= Wolf chess =

Chess variant

Wolf chess (German: Wolf-Schach) is a chess variant invented by Dr. Arno von Wilpert in 1943. It is played on an 8×10 chessboard and employs several fairy pieces including wolf and fox – compound pieces popular in chess variants and known by different names.

Wolf chess correspondence matches and tournaments have been held, one of which (Paris vs. Augsburg, September 1960) is claimed to be the first international match for a chess variant.

==Game rules==
As in standard chess, White moves first and the winning objective is checkmate. The king, queen, rook, bishops, and pawns move and capture the same as they do in chess. In addition, there are some special rules.

===Special rules===
- The wolf moves and captures as a chess rook and a chess knight.
- The fox moves and captures as a chess bishop and a chess knight.
- The nightrider moves and captures as a chess knight extended to make any number of steps in the same direction in a straight line.
- A sergeant moves and captures one step straight or diagonally forward.
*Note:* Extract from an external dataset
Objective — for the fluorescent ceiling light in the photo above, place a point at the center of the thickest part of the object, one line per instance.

A sergeant has the option, like a chess pawn, to move a double-step straight forward (but not diagonally) on its first move.
- A pawn (but not a sergeant) may capture an enemy pawn or sergeant en passant.
- Pawns and sergeants promote on the last to: queen, wolf, fox, rook, bishop, or nightrider. Pawns (but not sergeants) have an additional option of promoting to elephant (also called amazon rider in pocket mutation chess). The elephant piece is not present in the starting setup; it moves and captures as a chess queen and a nightrider (i.e. stronger than an amazon).
- There is no castling in wolf chess.